Farnoosh Heidarivincheh, Majid Mirmehdi, Dima Damen
Robust motion representations for action recognition have achieved remarkable performance in both controlled and in-the-wild scenarios.
Such representations are primarily assessed for their ability to label a sequence according to some predefined action classes (e.g. walk, wave, open). Although increasingly accurate, these classifiers are likely to label a sequence, even if the action has not been fully completed, because the motion observed is similar enough to the training set. Consider the case where one attempts to drink but realises the beverage is too hot. A drinking-vs-all classifier is likely to recognise this action as drinking regardless.
We introduce the term action completion as a step beyond the task of action recognition.

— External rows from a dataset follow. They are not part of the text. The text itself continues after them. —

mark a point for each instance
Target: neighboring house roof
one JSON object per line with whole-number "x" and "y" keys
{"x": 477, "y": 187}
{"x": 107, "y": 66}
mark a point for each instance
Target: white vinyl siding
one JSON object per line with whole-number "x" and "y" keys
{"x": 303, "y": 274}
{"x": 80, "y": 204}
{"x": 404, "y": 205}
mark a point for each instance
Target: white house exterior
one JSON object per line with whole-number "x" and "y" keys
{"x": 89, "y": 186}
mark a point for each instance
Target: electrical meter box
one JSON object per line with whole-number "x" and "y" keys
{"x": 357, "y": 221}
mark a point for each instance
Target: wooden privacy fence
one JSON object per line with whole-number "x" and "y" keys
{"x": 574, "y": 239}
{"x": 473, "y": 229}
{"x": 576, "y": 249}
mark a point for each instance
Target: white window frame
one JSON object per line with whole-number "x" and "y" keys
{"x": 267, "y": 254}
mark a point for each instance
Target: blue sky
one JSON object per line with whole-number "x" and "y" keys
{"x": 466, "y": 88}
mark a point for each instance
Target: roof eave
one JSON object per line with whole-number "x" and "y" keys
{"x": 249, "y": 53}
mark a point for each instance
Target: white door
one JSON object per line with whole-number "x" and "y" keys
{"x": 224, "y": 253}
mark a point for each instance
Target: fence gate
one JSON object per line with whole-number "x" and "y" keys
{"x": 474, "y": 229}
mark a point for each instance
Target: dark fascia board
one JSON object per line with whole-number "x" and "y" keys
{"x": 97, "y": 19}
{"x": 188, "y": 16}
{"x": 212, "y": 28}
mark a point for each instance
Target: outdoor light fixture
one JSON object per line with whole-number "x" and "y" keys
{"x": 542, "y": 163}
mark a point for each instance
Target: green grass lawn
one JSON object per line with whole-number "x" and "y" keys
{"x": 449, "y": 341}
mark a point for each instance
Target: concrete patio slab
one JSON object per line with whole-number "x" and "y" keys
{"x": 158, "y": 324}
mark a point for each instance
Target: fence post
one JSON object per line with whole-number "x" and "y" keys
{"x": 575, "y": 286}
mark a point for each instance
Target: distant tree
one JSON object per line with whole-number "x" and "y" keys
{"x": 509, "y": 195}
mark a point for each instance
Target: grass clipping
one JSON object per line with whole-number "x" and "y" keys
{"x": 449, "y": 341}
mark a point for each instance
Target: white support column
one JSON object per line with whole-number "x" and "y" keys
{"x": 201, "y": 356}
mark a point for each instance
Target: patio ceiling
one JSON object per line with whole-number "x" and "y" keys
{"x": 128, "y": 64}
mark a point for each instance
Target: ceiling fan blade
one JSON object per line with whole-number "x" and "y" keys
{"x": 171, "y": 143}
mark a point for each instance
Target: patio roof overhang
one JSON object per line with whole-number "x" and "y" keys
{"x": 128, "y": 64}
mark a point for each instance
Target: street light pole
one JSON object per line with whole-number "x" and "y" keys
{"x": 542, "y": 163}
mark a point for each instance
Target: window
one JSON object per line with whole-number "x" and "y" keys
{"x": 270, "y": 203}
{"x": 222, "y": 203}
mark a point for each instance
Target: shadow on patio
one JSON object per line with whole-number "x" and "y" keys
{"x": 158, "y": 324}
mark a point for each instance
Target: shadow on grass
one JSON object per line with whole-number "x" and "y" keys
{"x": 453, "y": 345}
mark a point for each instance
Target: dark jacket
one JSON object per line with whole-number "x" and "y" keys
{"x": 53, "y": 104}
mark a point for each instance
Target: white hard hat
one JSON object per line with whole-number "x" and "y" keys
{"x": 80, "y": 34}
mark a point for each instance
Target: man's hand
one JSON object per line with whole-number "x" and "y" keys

It aims to recognise whether the action's goal has been successfully achieved. The notion of completion differs per action and could be infeasible to verify using a visual sensor, however, for many actions, an observer would be able to make the distinction by noticing subtle differences in motion.
Since the notion of completion differs per action, a general action completion method should investigate the performance of different types of features to accommodate the various action classes. For example, for the action pick, the difference between complete and incomplete actions originates from the subtle change in body pose when holding an object, or by observing an object in the hand. On the other hand, for the action drink, the speed at which the action is performed is better able to assess the completion. We propose a method that chooses the feature(s) suitable for recognising completion from the pool of depth features using by leave-one-person-out cross validation on the training set and automatically selecting the most discriminative feature(s).